EXHIBITIONS

Abstract Resonance 桃紅に聴く

 岐阜現代美術館 桃紅館で「Abstract Resonance 桃紅に聴く」が開催されている。

 篠田桃紅は、書の枠を超え、抽象表現の先駆者として独自の表現世界を切り拓いた。文学のみならず音にも関心を寄せ、墨の一筆一筆や金銀の表現を通して独自の抽象表現を展開した。

 本展では、篠田の作品を音楽という視点から再考する。旋律のように流れる線、共鳴する余白、静寂と緊張が共存する構成など、作品に見られる音楽的感性に注目する。

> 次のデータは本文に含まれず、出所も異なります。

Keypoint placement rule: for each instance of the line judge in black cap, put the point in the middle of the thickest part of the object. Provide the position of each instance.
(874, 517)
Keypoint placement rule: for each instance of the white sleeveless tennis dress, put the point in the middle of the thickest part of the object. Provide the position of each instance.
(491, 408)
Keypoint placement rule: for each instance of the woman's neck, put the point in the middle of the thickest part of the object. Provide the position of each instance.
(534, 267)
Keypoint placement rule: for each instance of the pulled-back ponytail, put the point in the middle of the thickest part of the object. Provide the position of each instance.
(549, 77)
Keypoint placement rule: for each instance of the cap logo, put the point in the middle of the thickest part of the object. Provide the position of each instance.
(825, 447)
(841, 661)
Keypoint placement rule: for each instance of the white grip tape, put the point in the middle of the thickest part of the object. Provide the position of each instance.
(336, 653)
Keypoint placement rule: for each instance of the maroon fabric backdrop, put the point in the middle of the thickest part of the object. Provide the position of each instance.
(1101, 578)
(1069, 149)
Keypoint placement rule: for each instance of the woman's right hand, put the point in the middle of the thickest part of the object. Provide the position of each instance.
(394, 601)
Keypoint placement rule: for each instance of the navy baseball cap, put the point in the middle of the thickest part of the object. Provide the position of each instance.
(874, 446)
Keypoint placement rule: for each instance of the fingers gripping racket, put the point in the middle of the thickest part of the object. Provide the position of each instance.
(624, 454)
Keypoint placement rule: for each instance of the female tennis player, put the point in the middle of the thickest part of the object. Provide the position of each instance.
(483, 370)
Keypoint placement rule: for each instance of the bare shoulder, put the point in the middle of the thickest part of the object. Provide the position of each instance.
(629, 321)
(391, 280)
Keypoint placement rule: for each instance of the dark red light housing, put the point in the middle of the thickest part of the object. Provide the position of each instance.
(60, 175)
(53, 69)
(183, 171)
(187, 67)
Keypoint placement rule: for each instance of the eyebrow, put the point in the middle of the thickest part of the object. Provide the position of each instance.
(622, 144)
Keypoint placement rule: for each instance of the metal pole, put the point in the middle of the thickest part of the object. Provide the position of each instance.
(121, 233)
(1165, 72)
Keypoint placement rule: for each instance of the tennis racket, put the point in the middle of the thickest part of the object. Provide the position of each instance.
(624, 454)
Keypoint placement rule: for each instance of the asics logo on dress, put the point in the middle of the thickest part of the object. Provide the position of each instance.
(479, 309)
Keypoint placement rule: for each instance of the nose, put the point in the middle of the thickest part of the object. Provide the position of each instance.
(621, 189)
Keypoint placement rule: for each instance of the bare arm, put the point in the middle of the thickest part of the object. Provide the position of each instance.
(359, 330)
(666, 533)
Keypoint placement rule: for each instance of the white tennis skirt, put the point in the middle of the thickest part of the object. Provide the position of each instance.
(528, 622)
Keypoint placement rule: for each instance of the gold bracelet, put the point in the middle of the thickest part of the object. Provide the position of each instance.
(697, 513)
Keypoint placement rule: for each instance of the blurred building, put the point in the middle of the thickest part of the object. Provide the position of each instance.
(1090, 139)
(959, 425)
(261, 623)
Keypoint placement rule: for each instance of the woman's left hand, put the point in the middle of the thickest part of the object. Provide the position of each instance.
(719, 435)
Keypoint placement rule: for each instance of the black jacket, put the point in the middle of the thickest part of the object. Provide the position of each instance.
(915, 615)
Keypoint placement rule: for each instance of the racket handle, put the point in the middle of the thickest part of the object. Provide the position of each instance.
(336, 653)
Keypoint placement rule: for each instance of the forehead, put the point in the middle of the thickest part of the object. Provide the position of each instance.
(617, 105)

 また、「音」「リズム」「間」といった視点から、桃紅の表現に内在する側面を紹介。墨の線が孕む即興演奏のような緊張感や、金や銀のきらめきが生み出す余韻などを通して、桃紅の造形表現を見る。

 展示室では、作品と音楽との対話を意識した展示を行う。視覚と聴覚が交差する鑑賞体験を通して、絵画と音楽それぞれの抽象表現を比較しながら、桃紅作品における表現の特徴を展観する。また、今回の展示では、鑑賞者自身のスマートフォンを使用して、音楽と作品解説を聴きながら鑑賞できる音声ガイドを実施している。